Since the first day of school, I have been carefully getting dressing and planning my outfits, while at the same time wearing what I felt like wearing. Some days, granted, I might have gone the lazy route, but most days I'm completely comfortable wearing what used to be reserved for my "weekend outfits." But now I've really getting it down. I feel comfortable in just about whatever. I think people are used to it. And it's not like I'm outrageously eccentric. I haven't gotten to that point yet. But I have something for almost every circumstance. Wake up late? I'll repeat an interesting outfit. Cold, lazy day? That's what wide-leg pants are for. I have to say, I've been pretty good. I've also found that I'm not totally in love with Hollister and A&F anymore. I mean, I still like to go and look at the stuff, but I've been wearing it less and less lately, and buying things from those stores seems like a waste of money, because I know five other people will have the exact same thing. But I still want these jeans. I'll keep that in mind next time I have a spare $80 burning a hole in my pocket.
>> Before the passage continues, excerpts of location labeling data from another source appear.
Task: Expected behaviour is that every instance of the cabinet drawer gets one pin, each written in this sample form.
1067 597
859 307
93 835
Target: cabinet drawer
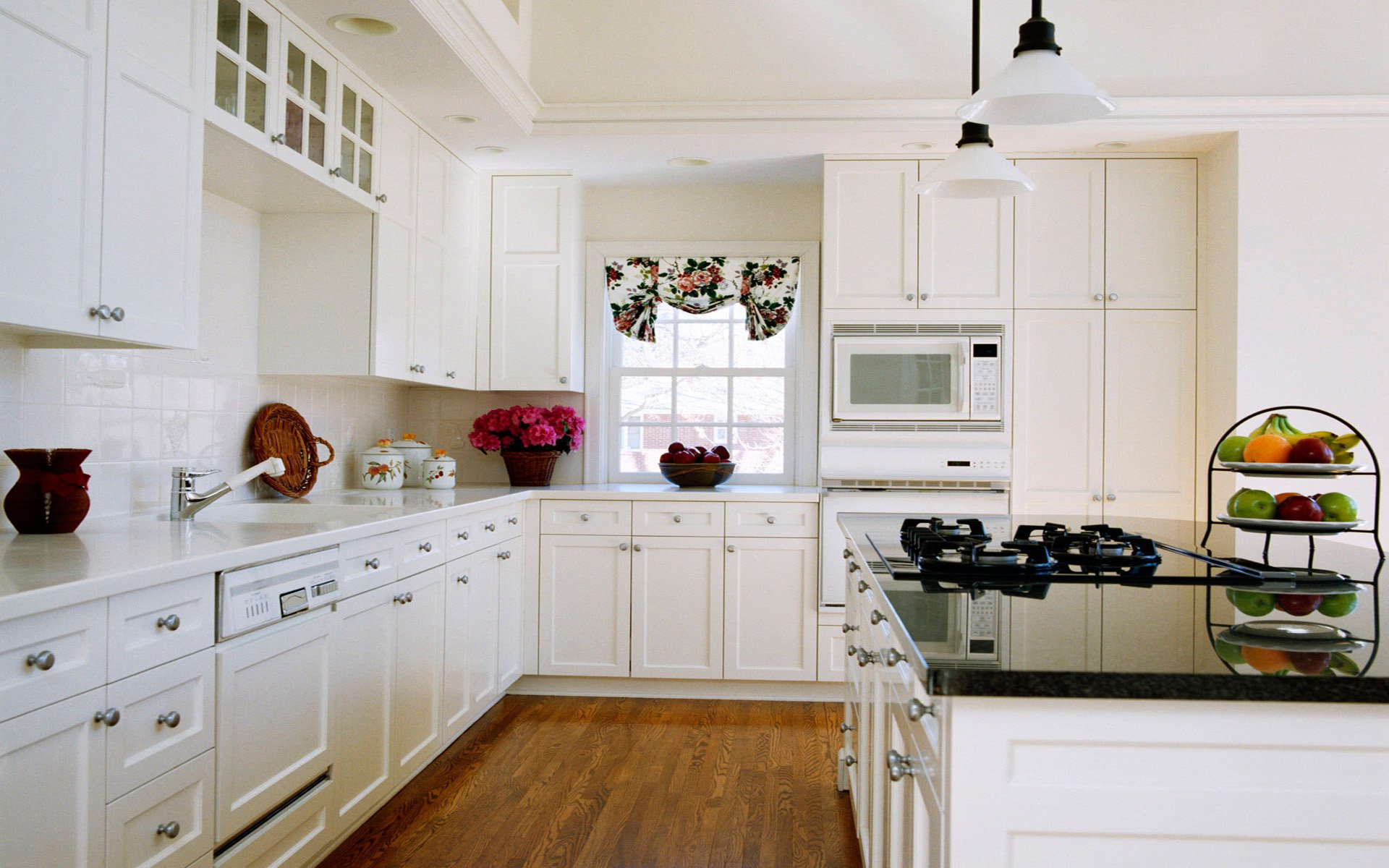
166 720
368 563
155 625
587 517
420 549
52 656
179 803
678 519
773 520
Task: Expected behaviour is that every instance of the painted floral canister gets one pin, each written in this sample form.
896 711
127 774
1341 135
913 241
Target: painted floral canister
381 467
439 471
416 451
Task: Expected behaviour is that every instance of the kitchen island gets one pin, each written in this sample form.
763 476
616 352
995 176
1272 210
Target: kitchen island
1106 729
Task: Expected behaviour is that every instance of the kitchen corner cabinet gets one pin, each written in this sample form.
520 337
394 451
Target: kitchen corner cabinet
104 163
537 317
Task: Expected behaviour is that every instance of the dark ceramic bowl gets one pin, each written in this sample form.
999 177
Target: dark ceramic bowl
697 475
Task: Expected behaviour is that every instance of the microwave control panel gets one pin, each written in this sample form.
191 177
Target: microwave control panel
984 380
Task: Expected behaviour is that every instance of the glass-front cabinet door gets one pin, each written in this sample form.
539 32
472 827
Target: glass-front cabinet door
307 104
246 69
357 166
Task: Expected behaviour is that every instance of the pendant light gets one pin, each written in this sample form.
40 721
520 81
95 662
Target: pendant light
975 170
1037 87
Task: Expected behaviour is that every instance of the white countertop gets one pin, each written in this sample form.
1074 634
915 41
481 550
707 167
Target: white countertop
110 556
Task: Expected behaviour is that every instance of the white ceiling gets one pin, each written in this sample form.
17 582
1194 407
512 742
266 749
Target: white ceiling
603 60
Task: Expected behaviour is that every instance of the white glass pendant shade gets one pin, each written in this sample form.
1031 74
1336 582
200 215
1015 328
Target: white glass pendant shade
975 171
1037 88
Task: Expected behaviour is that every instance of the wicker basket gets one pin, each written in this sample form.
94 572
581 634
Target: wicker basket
281 433
530 469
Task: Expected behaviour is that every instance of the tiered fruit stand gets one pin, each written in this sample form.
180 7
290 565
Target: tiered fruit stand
1299 635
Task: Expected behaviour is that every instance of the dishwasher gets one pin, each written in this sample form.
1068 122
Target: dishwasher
273 679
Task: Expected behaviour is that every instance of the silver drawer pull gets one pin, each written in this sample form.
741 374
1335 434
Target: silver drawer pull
917 710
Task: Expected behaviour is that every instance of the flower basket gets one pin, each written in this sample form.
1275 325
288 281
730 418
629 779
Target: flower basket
530 469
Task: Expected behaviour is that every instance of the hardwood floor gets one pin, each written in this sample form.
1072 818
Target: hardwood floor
569 782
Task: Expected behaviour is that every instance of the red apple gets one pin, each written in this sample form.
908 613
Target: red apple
1299 507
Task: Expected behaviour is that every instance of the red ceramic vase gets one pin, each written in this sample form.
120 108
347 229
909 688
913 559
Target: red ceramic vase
51 496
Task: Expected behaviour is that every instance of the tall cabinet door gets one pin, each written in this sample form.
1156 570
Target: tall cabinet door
153 187
677 608
770 608
1059 413
1059 250
1150 234
1150 414
870 234
964 250
587 606
51 199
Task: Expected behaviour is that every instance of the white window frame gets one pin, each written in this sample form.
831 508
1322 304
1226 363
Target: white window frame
803 357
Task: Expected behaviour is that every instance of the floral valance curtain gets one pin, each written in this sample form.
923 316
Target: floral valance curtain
764 286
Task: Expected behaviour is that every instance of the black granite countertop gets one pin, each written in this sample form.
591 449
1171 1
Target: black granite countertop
1111 632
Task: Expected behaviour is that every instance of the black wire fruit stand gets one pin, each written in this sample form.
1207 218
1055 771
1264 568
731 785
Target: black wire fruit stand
1218 629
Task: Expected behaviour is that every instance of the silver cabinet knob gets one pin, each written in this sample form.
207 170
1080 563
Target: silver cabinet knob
917 710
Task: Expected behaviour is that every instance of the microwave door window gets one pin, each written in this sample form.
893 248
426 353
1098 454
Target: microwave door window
902 380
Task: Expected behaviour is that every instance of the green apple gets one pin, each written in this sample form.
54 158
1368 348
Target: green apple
1233 449
1338 507
1252 503
1253 603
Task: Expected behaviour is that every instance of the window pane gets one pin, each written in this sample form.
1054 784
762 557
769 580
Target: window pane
759 399
702 345
700 399
646 399
759 451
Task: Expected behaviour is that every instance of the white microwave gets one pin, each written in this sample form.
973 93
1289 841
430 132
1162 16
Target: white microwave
917 378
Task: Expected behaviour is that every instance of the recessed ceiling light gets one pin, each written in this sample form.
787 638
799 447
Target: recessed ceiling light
363 25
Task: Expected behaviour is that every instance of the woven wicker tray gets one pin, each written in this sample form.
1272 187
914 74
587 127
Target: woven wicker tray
282 434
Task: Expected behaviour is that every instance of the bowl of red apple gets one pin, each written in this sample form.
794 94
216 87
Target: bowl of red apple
696 467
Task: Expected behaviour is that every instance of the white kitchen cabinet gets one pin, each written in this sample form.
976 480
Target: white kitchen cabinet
1150 234
585 605
770 608
677 608
416 700
1059 249
52 785
537 335
363 653
870 234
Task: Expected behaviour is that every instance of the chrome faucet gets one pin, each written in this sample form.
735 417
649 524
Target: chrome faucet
185 502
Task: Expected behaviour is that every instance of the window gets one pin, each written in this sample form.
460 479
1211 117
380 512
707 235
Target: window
703 382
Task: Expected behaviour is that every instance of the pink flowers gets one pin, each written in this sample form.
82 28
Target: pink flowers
528 428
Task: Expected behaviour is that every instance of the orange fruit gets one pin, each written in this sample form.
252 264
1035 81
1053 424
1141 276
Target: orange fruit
1267 660
1267 449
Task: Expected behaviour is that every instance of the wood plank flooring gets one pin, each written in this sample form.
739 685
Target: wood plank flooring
578 782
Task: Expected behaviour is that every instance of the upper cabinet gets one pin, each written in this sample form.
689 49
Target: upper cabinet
103 163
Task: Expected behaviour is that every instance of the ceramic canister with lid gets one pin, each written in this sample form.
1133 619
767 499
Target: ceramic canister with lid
381 467
439 471
416 451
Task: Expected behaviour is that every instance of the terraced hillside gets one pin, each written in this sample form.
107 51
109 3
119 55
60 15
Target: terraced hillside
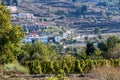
82 14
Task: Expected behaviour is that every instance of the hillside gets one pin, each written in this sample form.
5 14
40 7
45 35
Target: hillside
75 13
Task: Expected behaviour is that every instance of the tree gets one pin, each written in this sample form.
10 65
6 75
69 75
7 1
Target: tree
90 49
10 37
114 52
108 46
97 30
84 9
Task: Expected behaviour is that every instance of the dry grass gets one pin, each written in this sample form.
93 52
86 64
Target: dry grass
106 73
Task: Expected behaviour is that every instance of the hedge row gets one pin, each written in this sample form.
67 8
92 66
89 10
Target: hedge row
69 66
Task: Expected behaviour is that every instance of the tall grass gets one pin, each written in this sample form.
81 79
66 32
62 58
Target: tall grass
106 73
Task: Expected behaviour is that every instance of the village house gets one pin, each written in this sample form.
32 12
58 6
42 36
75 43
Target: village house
13 9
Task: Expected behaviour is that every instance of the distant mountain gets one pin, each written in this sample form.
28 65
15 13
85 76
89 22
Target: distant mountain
10 2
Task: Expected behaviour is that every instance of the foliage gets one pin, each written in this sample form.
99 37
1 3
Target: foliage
16 68
97 30
10 37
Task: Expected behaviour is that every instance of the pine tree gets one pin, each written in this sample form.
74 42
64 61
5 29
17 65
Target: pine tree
10 37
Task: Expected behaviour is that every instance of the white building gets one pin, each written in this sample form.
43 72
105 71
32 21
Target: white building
30 38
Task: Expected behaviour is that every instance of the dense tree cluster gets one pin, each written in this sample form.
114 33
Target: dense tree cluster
46 59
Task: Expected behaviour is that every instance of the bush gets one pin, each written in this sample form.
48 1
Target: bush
15 68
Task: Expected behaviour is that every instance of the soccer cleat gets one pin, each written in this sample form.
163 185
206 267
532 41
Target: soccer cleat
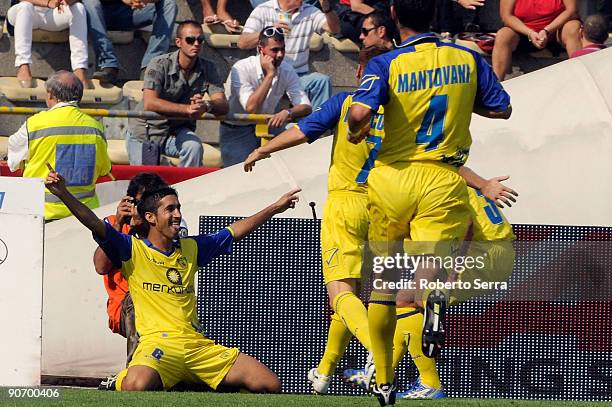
433 324
421 391
108 384
320 382
361 378
385 393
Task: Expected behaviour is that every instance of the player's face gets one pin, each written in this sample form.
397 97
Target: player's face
190 41
168 217
275 50
370 34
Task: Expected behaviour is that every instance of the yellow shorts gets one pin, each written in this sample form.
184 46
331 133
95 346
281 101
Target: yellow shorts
190 358
422 205
344 231
494 262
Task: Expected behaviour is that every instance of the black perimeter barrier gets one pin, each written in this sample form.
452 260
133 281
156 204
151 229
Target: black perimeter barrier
549 336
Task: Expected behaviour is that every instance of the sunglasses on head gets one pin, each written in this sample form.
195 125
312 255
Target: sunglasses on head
366 31
191 39
271 31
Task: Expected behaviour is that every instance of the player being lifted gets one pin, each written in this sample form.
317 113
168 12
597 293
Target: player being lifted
490 240
429 90
345 222
161 271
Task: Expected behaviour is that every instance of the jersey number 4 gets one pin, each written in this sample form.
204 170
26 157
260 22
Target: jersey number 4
431 132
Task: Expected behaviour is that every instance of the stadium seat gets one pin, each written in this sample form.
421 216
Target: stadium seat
118 154
60 37
10 87
3 148
342 45
133 90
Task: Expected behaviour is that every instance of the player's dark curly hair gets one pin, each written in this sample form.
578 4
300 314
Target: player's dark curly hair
415 14
150 200
145 181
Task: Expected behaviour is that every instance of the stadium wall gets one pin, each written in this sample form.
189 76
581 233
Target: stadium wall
555 148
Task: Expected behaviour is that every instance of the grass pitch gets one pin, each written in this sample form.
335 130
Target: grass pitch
88 397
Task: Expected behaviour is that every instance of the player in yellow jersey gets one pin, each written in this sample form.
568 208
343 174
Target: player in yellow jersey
345 222
161 272
429 90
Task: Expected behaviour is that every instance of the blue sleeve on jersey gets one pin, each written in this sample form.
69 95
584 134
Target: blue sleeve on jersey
213 245
373 90
491 94
117 246
324 118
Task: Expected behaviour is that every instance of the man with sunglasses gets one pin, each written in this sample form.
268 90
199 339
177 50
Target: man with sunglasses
299 21
255 85
378 30
175 85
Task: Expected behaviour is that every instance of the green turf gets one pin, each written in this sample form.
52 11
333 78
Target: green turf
80 397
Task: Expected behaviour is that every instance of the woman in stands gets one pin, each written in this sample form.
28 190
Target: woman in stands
52 15
532 25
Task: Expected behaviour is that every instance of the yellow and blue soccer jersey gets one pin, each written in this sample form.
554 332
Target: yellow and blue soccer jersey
429 89
350 163
162 284
489 223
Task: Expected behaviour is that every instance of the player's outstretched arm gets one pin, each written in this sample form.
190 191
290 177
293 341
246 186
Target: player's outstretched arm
56 185
286 139
491 188
243 227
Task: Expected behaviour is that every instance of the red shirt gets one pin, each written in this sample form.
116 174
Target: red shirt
537 14
116 287
587 50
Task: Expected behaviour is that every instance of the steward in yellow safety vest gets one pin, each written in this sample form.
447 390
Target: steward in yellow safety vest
70 140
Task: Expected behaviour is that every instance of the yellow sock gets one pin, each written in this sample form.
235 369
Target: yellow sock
338 338
410 327
355 315
120 376
381 318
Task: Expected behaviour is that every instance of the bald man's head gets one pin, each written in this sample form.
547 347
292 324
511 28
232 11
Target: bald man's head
65 86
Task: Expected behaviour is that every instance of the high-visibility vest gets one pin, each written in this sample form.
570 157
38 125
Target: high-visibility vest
74 144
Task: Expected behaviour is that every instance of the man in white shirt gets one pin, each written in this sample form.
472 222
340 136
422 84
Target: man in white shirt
255 85
299 21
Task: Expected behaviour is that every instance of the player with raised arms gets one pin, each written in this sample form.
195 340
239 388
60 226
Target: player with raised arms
345 222
160 270
429 90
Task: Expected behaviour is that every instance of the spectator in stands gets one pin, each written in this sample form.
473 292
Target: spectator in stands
299 21
53 15
256 85
120 308
593 34
454 16
352 13
221 16
175 85
378 30
532 25
128 15
66 138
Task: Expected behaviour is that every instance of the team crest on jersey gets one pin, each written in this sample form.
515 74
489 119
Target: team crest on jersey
367 82
182 262
174 276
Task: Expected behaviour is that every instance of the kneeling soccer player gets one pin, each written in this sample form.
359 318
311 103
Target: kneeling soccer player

As far as the reactions of others to my outfits, it hasn't been bad. Sure, random people comment on my clothes (particularly my bright blue skinny pants) but as far as people I actually know, little is said, and it's mostly good. This year, I have really learned that I can't care too much what people think of me. I can't be fake and boring just because I'm trying to avoid ridicule. I stepped out of my comfort zone about, and I found that it wasn't nearly as bad as I think. My friends didn't shun me, and I even managed to make new friends who don't think I'm a total weirdo. I'm glad I took the risk.
This may be the "conclusion" but I'll probably be in school for another 7+ years, and of course my style will continue to evolve.